Researchers from Oxford University calculated the impact that the levy on the government’s sugar tax, introduced in April 2018, would have on UK obesity.

They discovered that obesity would come by 9.8 percent for children aged four to ten years.

In March, Harvard School of Public Health concluded that in addition to weight gain, diabetes, heart disease, and strokes, the more sugary drinks a person consumed, the greater the risk of early death from any cause. The link with heart disease was particularly strong.

The study, in the journal Circulation, looked at 117,000 Americans for three decades. Those who drank two or more cans of sugary drinks per day had a 31 percent higher risk of early death from cardiovascular disease – and each subsequent drink was associated with an amazingly increased risk of 10 percent.

Researchers from the Meyer Cancer Center at the Weill Cornell, US medical school, have announced that they are starting to assess whether sugar “feeds cancer.”

Sweetened soft drinks – such as hearty or carbonated pop – increase the risk of cancer by 19 percent, according to a study conducted by researchers at Paris 13 University, Avicenne Hospital and the French Public Health Agency in July.

The researchers could not be clear whether sugary drinks directly caused the risk increase. The sugary drinks can lead to obesity, which is a known risk factor for various cancers.


Experts have long debated whether sweeteners, including aspartame, saccharin and sucralose, are safe.

Studies have linked their consumption through food and diet drinks to diabetes, weight gain and cancer.

But industrial authorities have come back because regulatory authorities have consistently confirmed their safety.

In February, research from the American Heart Association and American Stroke Association showed that two cans of sugar-free fizzy drinks a day could increase a woman’s risk of having a heart attack or stroke by nearly a third.

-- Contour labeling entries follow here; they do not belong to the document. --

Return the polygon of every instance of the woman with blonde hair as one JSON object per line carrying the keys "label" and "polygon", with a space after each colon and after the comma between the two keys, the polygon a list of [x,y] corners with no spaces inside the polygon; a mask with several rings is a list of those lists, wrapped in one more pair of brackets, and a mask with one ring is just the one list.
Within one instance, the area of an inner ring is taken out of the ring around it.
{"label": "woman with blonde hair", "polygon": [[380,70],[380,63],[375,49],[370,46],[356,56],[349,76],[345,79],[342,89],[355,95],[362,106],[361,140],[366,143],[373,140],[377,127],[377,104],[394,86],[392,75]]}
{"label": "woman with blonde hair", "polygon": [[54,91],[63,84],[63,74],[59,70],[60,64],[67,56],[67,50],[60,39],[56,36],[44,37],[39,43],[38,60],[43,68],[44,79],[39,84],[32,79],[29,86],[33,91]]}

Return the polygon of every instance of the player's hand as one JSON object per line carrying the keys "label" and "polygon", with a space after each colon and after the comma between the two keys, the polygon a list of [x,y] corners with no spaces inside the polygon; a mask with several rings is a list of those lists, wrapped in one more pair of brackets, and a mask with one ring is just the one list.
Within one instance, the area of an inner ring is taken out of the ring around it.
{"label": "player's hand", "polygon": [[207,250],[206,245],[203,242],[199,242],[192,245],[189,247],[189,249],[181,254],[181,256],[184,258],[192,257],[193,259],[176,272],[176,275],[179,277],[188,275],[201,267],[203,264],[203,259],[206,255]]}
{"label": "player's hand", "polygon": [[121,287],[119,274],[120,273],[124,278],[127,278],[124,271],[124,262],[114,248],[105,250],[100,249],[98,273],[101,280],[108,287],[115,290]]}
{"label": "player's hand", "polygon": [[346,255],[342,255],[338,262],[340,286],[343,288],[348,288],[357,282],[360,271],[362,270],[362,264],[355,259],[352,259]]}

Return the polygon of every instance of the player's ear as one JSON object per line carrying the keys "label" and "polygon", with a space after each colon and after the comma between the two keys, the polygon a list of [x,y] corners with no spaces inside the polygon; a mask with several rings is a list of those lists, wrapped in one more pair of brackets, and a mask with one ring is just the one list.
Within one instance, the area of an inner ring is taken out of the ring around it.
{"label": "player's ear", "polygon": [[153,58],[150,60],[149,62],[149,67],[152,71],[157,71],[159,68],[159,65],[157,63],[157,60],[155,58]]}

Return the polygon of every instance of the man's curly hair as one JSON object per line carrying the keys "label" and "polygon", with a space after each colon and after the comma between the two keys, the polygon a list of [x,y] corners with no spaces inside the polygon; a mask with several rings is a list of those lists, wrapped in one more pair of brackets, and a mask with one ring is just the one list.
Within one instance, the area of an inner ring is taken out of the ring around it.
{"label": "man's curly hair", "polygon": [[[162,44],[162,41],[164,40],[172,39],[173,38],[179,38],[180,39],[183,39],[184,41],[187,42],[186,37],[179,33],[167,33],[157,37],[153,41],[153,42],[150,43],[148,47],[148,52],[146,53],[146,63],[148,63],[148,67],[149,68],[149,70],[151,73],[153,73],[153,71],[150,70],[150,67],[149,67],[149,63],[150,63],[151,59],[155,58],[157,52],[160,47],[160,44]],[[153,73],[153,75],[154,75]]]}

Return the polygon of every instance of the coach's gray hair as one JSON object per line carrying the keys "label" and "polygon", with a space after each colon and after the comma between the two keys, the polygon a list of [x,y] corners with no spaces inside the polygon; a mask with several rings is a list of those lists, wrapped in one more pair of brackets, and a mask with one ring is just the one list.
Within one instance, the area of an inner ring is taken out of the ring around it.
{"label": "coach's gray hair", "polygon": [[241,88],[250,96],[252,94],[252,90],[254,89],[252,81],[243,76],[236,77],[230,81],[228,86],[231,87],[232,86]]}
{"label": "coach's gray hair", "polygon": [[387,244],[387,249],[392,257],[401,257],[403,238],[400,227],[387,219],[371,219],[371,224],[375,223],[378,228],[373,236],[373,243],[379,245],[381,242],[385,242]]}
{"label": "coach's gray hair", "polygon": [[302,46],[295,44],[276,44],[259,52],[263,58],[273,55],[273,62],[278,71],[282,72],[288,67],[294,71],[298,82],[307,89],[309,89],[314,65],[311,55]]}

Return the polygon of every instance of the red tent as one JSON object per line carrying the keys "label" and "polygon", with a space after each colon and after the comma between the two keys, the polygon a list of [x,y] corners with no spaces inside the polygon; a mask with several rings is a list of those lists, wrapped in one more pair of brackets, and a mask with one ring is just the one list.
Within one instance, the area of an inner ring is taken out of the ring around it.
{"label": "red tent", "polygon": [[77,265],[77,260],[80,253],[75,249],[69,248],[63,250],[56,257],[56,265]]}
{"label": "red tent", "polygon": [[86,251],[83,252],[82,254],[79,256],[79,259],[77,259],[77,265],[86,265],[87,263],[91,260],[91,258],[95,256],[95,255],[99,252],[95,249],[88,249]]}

The large study of more than 80,000 women found that those who regularly drank fizz were 31 percent more likely to have a blood clot stroke, 29 percent more likely to have heart disease and 16 percent more likely to die compared to women who had them rarely drunk.

Another study in February, published in the journal Environmental Science and Pollution Research International, looked at the effects of artificial sweeteners on mouse embryos.

In pregnant mice that received sweeteners, malformations of mammary glands were seen in fetuses after 18 weeks, while four-week-old mice that received sweeteners ‘had a decrease in body length, limbs and tail’.

Another study, published in the May Metabolic Brain Disease journal, raised concerns about the impact of sweeteners on brain development.